Langfristiges Investieren führt zu Wohlstand – zumindest in der Theorie. Doch wirklich langfristige Daten, die eine Grundlage für fundierte Investitionsentscheidungen bilden, gibt es überraschend spärlich. Die meisten Zeitreihen reichen nur wenige Jahrzehnte zurück.

Das Forschungsinstitut der Deutschen Bank hat nun in einer Studie Finanzdaten der vergangenen 200 Jahre aus 56 Ländern analysiert. Fazit: Die Investoren sollten ein Augenmerk auf Stabilität, Bewertung und Inflation legen.

Stabilität führt zu Wohlstand – Schulden bremsen

International betrachtet waren die besten Anlageorte der vergangenen 100 Jahre zugleich einige der stabilsten Volkswirtschaften. Schweden, Australien, Dänemark, die USA und auch die Schweiz gehören dazu.

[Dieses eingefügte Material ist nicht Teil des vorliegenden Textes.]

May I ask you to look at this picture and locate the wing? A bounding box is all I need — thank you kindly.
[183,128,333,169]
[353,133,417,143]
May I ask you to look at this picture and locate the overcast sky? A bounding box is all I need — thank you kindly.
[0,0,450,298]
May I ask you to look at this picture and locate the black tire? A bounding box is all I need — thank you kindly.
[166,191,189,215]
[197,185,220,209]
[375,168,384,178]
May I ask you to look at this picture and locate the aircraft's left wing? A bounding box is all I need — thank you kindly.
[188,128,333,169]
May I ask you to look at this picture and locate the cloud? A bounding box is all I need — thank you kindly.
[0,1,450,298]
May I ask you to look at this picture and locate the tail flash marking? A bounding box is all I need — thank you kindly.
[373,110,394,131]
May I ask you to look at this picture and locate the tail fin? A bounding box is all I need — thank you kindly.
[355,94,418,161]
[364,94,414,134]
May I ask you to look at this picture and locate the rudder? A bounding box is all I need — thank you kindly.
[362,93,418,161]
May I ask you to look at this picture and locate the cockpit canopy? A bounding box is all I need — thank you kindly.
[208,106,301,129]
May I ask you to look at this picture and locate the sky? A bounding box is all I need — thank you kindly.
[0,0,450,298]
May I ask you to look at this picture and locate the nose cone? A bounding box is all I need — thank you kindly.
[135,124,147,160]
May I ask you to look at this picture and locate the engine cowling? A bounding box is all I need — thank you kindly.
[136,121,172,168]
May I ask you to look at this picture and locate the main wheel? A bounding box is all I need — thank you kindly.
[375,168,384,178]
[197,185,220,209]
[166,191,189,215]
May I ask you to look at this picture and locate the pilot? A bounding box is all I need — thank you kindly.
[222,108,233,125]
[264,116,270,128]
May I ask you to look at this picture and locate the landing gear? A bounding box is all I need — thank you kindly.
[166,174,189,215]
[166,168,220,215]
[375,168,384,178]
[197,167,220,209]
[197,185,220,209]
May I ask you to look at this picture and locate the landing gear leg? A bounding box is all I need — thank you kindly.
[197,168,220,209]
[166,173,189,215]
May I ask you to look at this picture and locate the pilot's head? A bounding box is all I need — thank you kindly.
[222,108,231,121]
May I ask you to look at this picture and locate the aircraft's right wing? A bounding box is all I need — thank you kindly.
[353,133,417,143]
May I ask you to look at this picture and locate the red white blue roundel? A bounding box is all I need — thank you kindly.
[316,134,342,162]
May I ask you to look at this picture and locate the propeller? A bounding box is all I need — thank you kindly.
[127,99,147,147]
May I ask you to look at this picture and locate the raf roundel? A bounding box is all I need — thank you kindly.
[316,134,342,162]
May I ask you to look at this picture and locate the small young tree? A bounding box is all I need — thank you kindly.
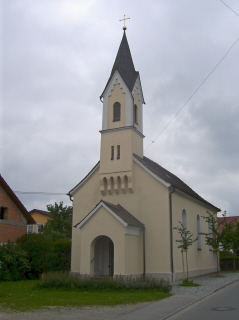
[174,221,198,279]
[221,219,239,270]
[201,211,224,276]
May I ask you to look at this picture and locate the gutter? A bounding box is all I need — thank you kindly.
[143,226,146,279]
[169,185,175,282]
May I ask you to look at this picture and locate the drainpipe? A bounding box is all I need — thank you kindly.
[169,185,175,282]
[143,226,146,279]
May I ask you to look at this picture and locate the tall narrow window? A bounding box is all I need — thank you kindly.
[134,104,138,124]
[182,209,187,229]
[27,224,33,233]
[110,146,115,160]
[197,214,202,250]
[208,221,213,251]
[113,102,121,121]
[117,146,120,159]
[0,207,7,220]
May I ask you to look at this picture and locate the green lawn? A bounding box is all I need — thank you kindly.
[0,280,170,311]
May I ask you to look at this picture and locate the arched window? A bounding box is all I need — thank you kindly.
[208,221,213,251]
[182,209,187,229]
[113,102,121,121]
[197,214,202,250]
[134,104,138,124]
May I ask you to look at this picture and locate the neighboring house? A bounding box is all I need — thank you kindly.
[27,209,52,233]
[0,175,35,243]
[69,31,220,281]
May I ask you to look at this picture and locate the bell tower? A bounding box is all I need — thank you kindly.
[100,27,145,195]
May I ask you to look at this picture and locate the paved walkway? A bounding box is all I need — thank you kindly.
[0,273,239,320]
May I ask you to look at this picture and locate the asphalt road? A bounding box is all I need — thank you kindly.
[167,282,239,320]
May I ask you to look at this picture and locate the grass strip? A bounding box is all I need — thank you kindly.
[0,280,171,311]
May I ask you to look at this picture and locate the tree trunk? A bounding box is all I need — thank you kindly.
[186,250,188,279]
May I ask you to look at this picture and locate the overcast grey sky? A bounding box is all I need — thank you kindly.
[1,0,239,215]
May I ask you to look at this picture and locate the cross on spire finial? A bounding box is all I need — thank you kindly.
[119,14,130,30]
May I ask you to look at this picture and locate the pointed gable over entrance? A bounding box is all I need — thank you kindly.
[75,200,144,235]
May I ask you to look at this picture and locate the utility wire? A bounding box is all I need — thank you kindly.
[144,38,239,152]
[14,191,66,196]
[220,0,239,17]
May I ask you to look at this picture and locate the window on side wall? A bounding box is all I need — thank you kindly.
[197,214,202,250]
[134,104,138,124]
[27,224,33,233]
[37,223,44,233]
[182,209,187,229]
[113,102,121,122]
[0,207,7,220]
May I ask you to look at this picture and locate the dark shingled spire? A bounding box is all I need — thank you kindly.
[100,31,139,98]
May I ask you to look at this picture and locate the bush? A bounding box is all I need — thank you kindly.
[50,239,71,271]
[0,242,30,281]
[18,233,55,279]
[39,273,171,292]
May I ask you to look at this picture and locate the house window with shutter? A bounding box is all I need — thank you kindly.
[113,102,121,122]
[110,146,115,160]
[117,145,120,159]
[0,207,7,220]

Schweden hat mit 7,5 Prozent jährlicher Rendite die stärksten Aktienerträge erzielt, gefolgt von den USA und Australien mit 7,2 respektive 6,9 Prozent pro Jahr. Bei den Anleihen liegt Dänemark mit 3,5 Prozent pro Jahr an der Spitze, die dahinter liegenden Plätze besetzen Kanada (2,7 Prozent), Australien und Irland (beide 2,2 Prozent).

Artikel von Cash.ch

Dieser Artikel wurde erstmals auf Cash.ch publiziert. Weitere spannende Artikel findest du auf www.cash.ch.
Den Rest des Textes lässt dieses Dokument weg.